WASHINGTON — In a major shift of strategy in Iraq, the Obama administration is planning to establish a new military base in Anbar Province and send hundreds of additional American military trainers to help Iraqi forces retake the city of Ramadi and repel the Islamic State.
Although a final decision by the White House has yet to be announced, the plan follows months of behind-the-scenes debate about what strategy the American-led coalition should pursue in Iraq. It represents a detour from longstanding plans to recapture Mosul this year. Mosul is the capital of Nineveh Province in northern Iraq, which was taken by Islamic State militants last year.
But the fall of Ramadi to the Islamic State last month effectively settled the administration debate, at least for the time being. American officials said Anbar is now expected to become the focus of a long campaign that will seek to regain Mosul at a later stage, probably not until 2016.
The plans call for an expanded American presence at Taqaddum, an Iraqi base near the town of Habbaniya, the center of Iraq military’s operations in Anbar Province. Officials said about 400 advisers could be sent to Iraq.
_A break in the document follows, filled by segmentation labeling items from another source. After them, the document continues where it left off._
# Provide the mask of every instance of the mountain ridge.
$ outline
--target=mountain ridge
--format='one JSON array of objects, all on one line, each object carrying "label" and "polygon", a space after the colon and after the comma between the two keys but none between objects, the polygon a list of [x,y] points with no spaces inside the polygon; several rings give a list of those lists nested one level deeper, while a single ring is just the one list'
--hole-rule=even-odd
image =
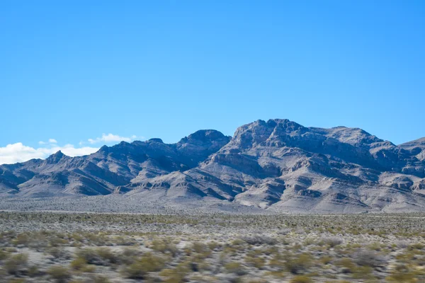
[{"label": "mountain ridge", "polygon": [[271,210],[425,210],[425,138],[397,146],[360,128],[256,120],[233,137],[122,142],[94,154],[0,165],[0,196],[123,194]]}]

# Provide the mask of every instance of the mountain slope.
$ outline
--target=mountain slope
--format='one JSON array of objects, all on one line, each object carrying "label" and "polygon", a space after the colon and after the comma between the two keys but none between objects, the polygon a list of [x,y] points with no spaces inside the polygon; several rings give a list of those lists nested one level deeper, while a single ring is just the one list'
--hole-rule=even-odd
[{"label": "mountain slope", "polygon": [[425,209],[424,141],[396,146],[357,128],[258,120],[232,139],[203,130],[176,144],[122,142],[87,156],[57,153],[0,166],[0,193],[124,193],[293,212],[417,211]]}]

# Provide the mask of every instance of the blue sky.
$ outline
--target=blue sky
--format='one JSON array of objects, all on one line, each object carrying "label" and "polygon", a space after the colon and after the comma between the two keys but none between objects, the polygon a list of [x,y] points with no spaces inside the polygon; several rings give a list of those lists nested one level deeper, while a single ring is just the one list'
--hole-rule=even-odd
[{"label": "blue sky", "polygon": [[0,156],[278,117],[424,137],[424,15],[413,0],[2,1]]}]

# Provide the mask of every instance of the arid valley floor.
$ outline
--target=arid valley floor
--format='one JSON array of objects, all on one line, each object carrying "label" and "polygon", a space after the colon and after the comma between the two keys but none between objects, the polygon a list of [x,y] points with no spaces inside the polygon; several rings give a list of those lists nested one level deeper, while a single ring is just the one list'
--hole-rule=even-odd
[{"label": "arid valley floor", "polygon": [[419,282],[425,214],[0,212],[1,282]]}]

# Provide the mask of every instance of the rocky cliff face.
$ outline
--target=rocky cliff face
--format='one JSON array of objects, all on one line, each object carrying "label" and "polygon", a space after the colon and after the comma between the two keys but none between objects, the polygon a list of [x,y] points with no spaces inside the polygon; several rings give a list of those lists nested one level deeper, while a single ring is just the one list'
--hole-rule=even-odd
[{"label": "rocky cliff face", "polygon": [[202,130],[173,144],[121,142],[87,156],[57,153],[0,166],[0,193],[123,193],[292,212],[420,210],[424,151],[424,139],[396,146],[361,129],[258,120],[232,139]]}]

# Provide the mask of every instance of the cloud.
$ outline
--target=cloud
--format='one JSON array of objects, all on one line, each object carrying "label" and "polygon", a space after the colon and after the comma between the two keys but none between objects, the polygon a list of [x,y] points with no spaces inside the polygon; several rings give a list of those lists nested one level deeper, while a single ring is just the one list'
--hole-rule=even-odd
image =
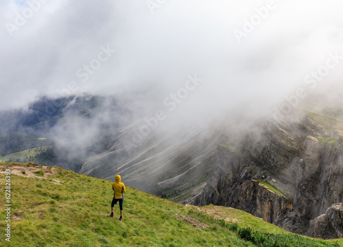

State Department officials have long highlighted the strategic importance of Anbar, which is home to many of Iraq’s Sunni tribes and borders Saudi Arabia and Jordan. Ramadi, the capital of Anbar, is less than 70 miles from Baghdad.
To assemble a force to retake Ramadi, the number of Iraqi tribal fighters in Anbar that are trained and equipped is expected to be increased from about 5,500 to as many as 10,000.
More than 3,000 new Iraqi soldiers are to be recruited to fill the ranks of the Seventh Iraqi Army division in Anbar and the Eighth Iraqi Army at Habbaniya.
But to the frustration of critics like Senator John McCain, the Arizona Republican, who say that United States is losing the initiative to the Islamic State militant group, the Obama administration has not approved the use of American spotters on the battlefield to call in airstrikes. Nor has it approved the use of select American Special Operations forces or Apache helicopter gunships to help Iraqi troops retake Ramadi.
American officials said that an American team was being sent to survey Taqaddum.
Gen. Martin E. Dempsey, the chairman of the Joint Chiefs of Staff, alluded to the plan during a visit to Israel on Tuesday, saying he had asked war commanders to look into expanding the number of training sites for Iraqi forces. Speaking to a small group of reporters, General Dempsey said a decision had not been made on whether that would make additional American troops necessary.
“T.B.D. — to be determined,” General Dempsey said. A Defense Department official said afterward that a decision to increase American troops in Iraq would likely require only a “modest” number of additional trainers.